Certo dia, porém, surgiu precisamente antes de Tiago sair para mais uma visita a um apartamento.
— Talvez seja melhor não arrendares nada já — sugeriu ela ao filho. — Pode ser que a Ana ainda volte atrás.
— Não vai voltar.
— Fala com ela outra vez. Explica-lhe que já me tinhas prometido.
Via-se que Tiago estava exausto daquela insistência.
— Mãe, eu prometi-te um quarto sobre o qual não tinha direito de decisão. Foi isso. Agora estou à procura de outra casa.
Helena virou os olhos para mim.
— E eu, então, fico onde?
— Por enquanto, continuas na tua casa.
— Não foi isso que me disseste antes.
— Enganei-me.
Desta vez, eu nem precisei de intervir.
Passadas algumas semanas, Tiago encontrou finalmente um apartamento aceitável.
Ficava noutra zona da cidade. O percurso até ao trabalho seria mais comprido e menos cómodo, mas a casa estava em bom estado e permitia-lhe mudar-se sem grandes obras nem complicações.
Tinha apenas uma divisão.
Quando contou a novidade à mãe, Helena perguntou de imediato:
— E eu durmo onde?
— Mãe, tu vais continuar no teu apartamento.
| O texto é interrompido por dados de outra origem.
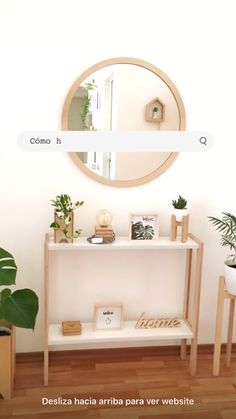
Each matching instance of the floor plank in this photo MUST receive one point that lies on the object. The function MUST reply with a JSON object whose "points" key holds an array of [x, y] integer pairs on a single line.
{"points": [[132, 384]]}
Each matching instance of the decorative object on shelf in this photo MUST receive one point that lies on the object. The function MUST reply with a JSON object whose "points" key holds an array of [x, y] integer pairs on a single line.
{"points": [[104, 228], [63, 224], [71, 328], [155, 110], [101, 240], [180, 208], [179, 218], [144, 227], [18, 308], [104, 218], [143, 323], [107, 317], [227, 227]]}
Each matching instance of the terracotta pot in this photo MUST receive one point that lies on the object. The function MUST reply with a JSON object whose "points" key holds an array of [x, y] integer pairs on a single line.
{"points": [[180, 213], [59, 236]]}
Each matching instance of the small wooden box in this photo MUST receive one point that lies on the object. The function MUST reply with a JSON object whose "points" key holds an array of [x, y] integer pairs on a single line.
{"points": [[70, 328], [105, 232]]}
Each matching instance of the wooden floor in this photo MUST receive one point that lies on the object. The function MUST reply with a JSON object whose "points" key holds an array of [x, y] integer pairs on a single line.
{"points": [[107, 377]]}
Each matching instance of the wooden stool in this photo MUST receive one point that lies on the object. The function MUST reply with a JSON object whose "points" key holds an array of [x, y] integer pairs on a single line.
{"points": [[184, 228], [222, 295]]}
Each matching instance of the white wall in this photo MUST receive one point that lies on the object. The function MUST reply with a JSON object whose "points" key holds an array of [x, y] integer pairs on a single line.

— E o aluguer da minha casa?
— Para já, não há aluguer nenhum.
— Muito bonito. Primeiro prometes-me uma coisa, depois decides outra.
Tiago respondeu com a voz cansada:
— Já te disse que me enganei.
No dia da mudança, Helena apareceu para ajudar o filho com as caixas.
Não voltou a mencionar o quartinho.
Tiago levou roupa, livros, equipamentos pessoais e tudo o que era realmente dele. Como já tínhamos combinado cada detalhe antes, não houve nova discussão.
A última coisa que tirou do armário foi um saco de desporto. Tinha sido com ele que, anos antes, viera morar comigo depois do casamento.
À entrada, separou as chaves do seu molho e pousou-as sobre a cómoda pequena do corredor.
— Nunca pensei que um dia fosse sair daqui — murmurou.
— Eu também passei alguns dias convencida de que quem ia sair era eu.
Ele olhou para mim com mais atenção.
— E porque mudaste de ideias?
— Fui confirmar os documentos. E deixei de resolver o teu problema de habitação com a minha casa.
Tiago não respondeu. Pegou no saco e saiu.
O divórcio ficou concluído quando já vivíamos em moradas diferentes.
Helena permaneceu no seu apartamento. A ideia de o esvaziar para se instalar junto do filho acabou por ser abandonada.
Tiago foi-se habituando ao novo bairro e ao caminho diferente para o emprego.
Ainda voltou algumas vezes para buscar objetos esquecidos. O último foi um carregador que ficara dentro do armário.
Na mensagem, escreveu: “Acho que ficou aí no teu apartamento.”
Encontrei o carregador e entreguei-lho quando nos vimos de novo.
As chaves já tinham sido devolvidas. Helena continuou na casa dela. E o quarto pequeno voltou a servir apenas para o meu trabalho.
A cómoda dela nunca saiu da outra morada.